Evil Dead serves up an UltraViolet digital copy code and comes packaged in a slipcover.


The Final Word
As gloriously gruesome as this remake of The Evil Dead is, there's nothing as creepy as Cheryl rattling off the numbers and suits of those cards from the other end of the room, nothing as unnerving as the relentless taunts of "we're gonna get you...!", and, up till the end, nothing as visceral and disturbing as the pencil-through-the-ankle of the original. This reimagining somehow manages to be both brutal and bland, let down by an exhaustingly dour script that aims for little more than loosely stringing all the mayhem together somehow. There's no longer a pervasive sense of dread.
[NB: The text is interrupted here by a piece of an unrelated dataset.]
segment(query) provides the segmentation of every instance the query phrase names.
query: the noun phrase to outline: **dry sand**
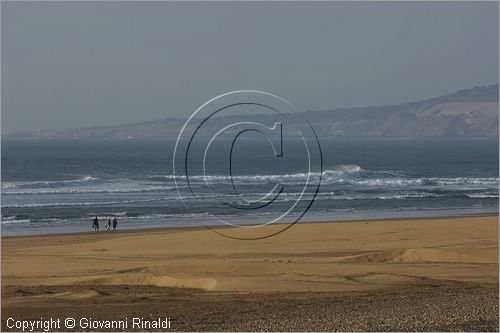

You don't really get the sense that its characters are being pushed past the brink of insanity. It would've been a stronger effort without all the homages and recreations of key moments from Raimi's original; the remake is well on its way to being its own movie, and the slicker but less effective retreads of thirty year old scares just get in the way. (Forty year old scares if you count how many times it mimics The Exorcist.)

I mean, there are moments I like. I'm glad I took the time to watch it. I don't hate it. Many bonus points for shrugging off CGI and for dishing out batshit insane kills like the chainsaw mayhem that closes out the flick. Jane Levy puts in a hell of a performance that buoys a splatterfest that's less distinctive, less stylish, less charming, less terrifying, less intense, and a hell of a lot less memorable than the original. Rent It.